Like Alexandre, Jean-Baptiste Martinon finished his year with ESSEC in summer and set off for two months in Vietnam with Tuonglaï at the end of his first year. Interested in hospitality and catering, he completed an internship with the Sandals hotel chain in Jamaica, followed by a traineeship with the hospitality team at Compagnie de Phalsbourg. In parallel, with some friends he set up an association based on the French Solex motorised bicycle. A keen sportsman, he tries to complete one sporting challenge every year.
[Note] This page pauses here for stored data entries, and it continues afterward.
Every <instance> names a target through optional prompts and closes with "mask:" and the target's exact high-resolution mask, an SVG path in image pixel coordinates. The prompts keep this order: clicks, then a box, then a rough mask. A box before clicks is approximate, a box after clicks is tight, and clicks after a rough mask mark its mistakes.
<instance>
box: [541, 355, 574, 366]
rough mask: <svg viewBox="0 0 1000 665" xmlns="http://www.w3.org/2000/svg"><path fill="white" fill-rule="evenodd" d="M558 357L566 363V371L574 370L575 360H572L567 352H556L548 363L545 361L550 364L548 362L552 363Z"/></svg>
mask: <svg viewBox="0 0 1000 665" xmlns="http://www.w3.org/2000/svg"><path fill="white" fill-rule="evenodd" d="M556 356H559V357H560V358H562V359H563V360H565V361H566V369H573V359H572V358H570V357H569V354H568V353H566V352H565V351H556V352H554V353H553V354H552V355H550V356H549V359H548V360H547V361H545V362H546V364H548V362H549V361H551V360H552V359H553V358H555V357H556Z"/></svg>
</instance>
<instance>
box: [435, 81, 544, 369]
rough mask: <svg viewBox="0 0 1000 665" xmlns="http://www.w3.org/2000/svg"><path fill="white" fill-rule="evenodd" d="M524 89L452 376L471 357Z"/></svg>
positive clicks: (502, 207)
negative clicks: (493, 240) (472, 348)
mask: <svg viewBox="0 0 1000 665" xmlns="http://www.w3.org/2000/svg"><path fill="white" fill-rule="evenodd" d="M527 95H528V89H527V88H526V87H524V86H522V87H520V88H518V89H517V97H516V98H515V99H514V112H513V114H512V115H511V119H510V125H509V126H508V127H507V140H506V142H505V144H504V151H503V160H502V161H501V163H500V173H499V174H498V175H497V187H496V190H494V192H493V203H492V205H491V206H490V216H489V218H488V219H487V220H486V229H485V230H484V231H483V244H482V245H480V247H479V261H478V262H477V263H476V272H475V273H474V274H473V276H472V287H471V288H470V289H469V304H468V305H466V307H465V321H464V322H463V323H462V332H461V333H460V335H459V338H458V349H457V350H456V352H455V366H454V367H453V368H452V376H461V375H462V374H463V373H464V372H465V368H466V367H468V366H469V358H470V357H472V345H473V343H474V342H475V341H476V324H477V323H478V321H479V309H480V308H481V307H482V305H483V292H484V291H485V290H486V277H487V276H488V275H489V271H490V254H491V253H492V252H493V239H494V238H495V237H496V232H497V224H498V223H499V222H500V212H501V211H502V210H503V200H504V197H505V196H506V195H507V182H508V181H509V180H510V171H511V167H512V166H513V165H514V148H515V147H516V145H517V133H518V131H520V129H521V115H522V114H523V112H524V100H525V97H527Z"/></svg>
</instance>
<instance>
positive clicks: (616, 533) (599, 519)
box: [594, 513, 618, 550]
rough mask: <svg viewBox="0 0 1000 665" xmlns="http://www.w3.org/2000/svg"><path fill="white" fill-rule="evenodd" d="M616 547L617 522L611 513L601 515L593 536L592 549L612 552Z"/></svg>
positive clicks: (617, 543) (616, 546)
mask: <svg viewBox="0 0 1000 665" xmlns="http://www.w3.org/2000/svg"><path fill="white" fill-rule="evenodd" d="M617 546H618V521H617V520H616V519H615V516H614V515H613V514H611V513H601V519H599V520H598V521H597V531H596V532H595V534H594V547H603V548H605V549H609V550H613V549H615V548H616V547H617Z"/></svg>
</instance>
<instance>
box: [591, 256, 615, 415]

Thomas Noslier has completed three internships: the first in financial consulting, the second for a private equity fund, and the third for six months at Lazada in Singapore. A keen sportsman, he followed a specialised sports curriculum throughout his secondary school education, and now focuses on sailing, mountain biking, and hiking.
About the ESSEC Alumni student competition
As of September 2017, students become lifetime members of ESSEC Alumni as soon as they are enrolled. The cost of membership is included in their school fees, and membership lets them enjoy the association’s services and gain access to a graduate network throughout both their studies and their careers.It is a system that brings new generations of ESSEC Alumni together, and consolidates the links between ESSEC students and graduates.
As part of the initiative, ESSEC Alumni has decided to sponsor a student project every year, judged on a pitch given by the students, according to the following criteria:
1. The relevance of ESSEC Alumni in the project, and how well it fits the association
2. Use of concrete, quantifiable communication tools, that can be used by ESSEC Alumni
3. Alignment with ESSEC Alumni’s core values: pioneering spirit, excellence, diversity, humanism
4. If possible, networking as part of the project
Up for grabs: €4,000 in funding and support with practical matters and communications.